Krause suggested more creative funding solutions, such as the “double bottom line” model: profitable areas like oncology could reinvest revenue into antibiotic research and development. “You might see an oncology-focused company have a dedication to AMR, and not expecting to make profit, but rather reinvesting some of that revenue,” he proposed. An oncology-focused company might do this without expectation of direct return, but because reinvestment aligns with their core mission (cancer patients are particularly vulnerable to infections due to immunosuppression, making effective antibiotics critical to their care). Moreover, engaging in AMR solutions enhances corporate reputation, attracts “mission-driven” talent, and opens opportunities for collaboration with governments and global health organizations.
Clinical Innovation for Antimicrobial Resistance
Despite the enormity of the problem, the panelists stressed that AMR is not an insurmountable challenge. In fact, some solutions are already emerging.
- Pull incentives: Krause emphasized models such as the United Kingdom’s subscription-based payments, where companies are paid for access to antibiotics regardless of how much is used. This detaches revenue from volume, thus encouraging developers to bring new products to market. He cautioned that these incentives are only part of the solution: “That might get you back to baseline, but that doesn’t represent profit.”
- R&D partnerships: Public-private partnerships are crucial. “I always like to point to Operation Warp Speed during COVID-19 as an example,” Krause said. “When we have a serious problem, public-private partnerships can fix anything.” While Warp Speed is not the standard for clinical trials and federal approval, it does represent an example of academia, government, and industry working together to solve an urgent problem.

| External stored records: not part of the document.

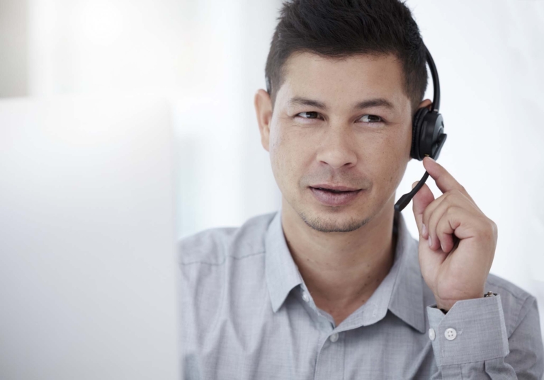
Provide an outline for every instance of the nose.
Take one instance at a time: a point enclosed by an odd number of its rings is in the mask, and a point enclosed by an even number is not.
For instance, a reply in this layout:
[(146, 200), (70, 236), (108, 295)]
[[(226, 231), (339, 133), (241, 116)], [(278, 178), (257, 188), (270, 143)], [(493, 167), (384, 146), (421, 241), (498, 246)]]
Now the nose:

- Artificial intelligence: Patel pointed to the promise of AI in analyzing electronic health records by identifying patterns of resistance, predicting outbreaks, and guiding clinical decisions. Krause emphasized that AI is helping his company develop antibiotics with “completely novel chemistry” that target bacterial mechanisms that “haven’t been exploited for clinical use previously.”

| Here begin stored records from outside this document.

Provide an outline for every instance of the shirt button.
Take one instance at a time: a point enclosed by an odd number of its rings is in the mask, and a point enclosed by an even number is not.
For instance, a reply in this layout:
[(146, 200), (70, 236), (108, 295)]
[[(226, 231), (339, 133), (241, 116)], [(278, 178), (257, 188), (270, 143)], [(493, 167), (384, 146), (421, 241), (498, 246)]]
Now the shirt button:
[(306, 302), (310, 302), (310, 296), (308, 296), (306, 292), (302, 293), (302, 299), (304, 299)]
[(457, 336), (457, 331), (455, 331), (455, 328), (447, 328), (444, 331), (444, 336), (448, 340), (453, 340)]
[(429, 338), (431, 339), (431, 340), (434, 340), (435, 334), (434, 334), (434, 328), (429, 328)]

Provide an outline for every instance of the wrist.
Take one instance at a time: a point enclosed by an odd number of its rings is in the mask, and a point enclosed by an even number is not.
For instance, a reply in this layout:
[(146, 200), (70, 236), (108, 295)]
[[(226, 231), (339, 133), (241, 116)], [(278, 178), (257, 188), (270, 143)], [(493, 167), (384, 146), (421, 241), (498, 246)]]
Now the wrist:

- Stewardship programs and education: Hospitals should embed stewardship practices into routine care. But that must be coupled with education for both clinicians and patients about when antibiotics are, and are not, appropriate.
While the discussion focused largely on U.S. policy and innovation, the panelists emphasized that AMR is a global crisis. “We want people to be able to travel,” said Shenoy. “But when people come back or move between areas…there is a real threat.” After all, microbes don’t respect international borders.
How the challenge of antimicrobial resistance is met will reshape the future of care, the group agreed. “This is a solvable problem,” said Shenoy. “But it needs urgency, coordination, and sustained investment across sectors.” The solution will likely require a shift in how healthcare professionals and patients value antibiotics: not as expendable panaceas, but as critical and targeted infrastructure to protect the well-being of individuals and populations.